Currency markets calm on easing Omicron fears, Aussie extends rebound

The dollar index, which measures the greenback against six major peers, was flat at 96.25

  
U.S. 100 dollar, 50 euro, 20 pound and Ukrainian 500 hryvnia banknotes are seen in this picture illustration taken in Kiev, Ukraine, October 31, 2016. Image used for illustrative purpose.

U.S. 100 dollar, 50 euro, 20 pound and Ukrainian 500 hryvnia banknotes are seen in this picture illustration taken in Kiev, Ukraine, October 31, 2016. Image used for illustrative purpose.

REUTERS/Valentyn Ogirenko

LONDON - A rebound in risk appetite continued to propel riskier currencies on Wednesday, with the Australian dollar hitting a one-week high, while the euro rose against the dollar as fears the Omicron variant would knock economies off course eased.

Currency markets were generally calm as stocks extended their rebound and investors took comfort from signs the latest COVID-19 variant would not derail the economic recovery.

The dollar index, which measures the greenback against six major peers, was flat at 96.25, while the euro climbed 0.1$ to $1.1281.

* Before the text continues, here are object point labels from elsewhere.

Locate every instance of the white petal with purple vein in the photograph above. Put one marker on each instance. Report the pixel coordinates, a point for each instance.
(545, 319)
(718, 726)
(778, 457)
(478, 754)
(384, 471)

"With concerns just starting to ease over Omicron, attention in FX markets returns to the central bankers and how they plan to manage the growth versus inflation trade-off," ING analysts said, pointing to central bank meetings in Canada, Poland and Brazil, while the U.S. Federal Reserve meets next week.

The Aussie rose as high as $0.71425 and 81.07 yen, levels not seen since Dec. 1.

British drugmaker GSK said on Tuesday its antibody-based COVID-19 therapy with U.S. partner Vir Biotechnology was effective against all mutations of the new Omicron coronavirus variant. 

The Reserve Bank of Australia also said Omicron was not expected to derail the country's economic recovery. 

Investors had already cheered comments from the weekend that cases in South Africa - where the Omicron strain was first identified - showed milder symptoms. 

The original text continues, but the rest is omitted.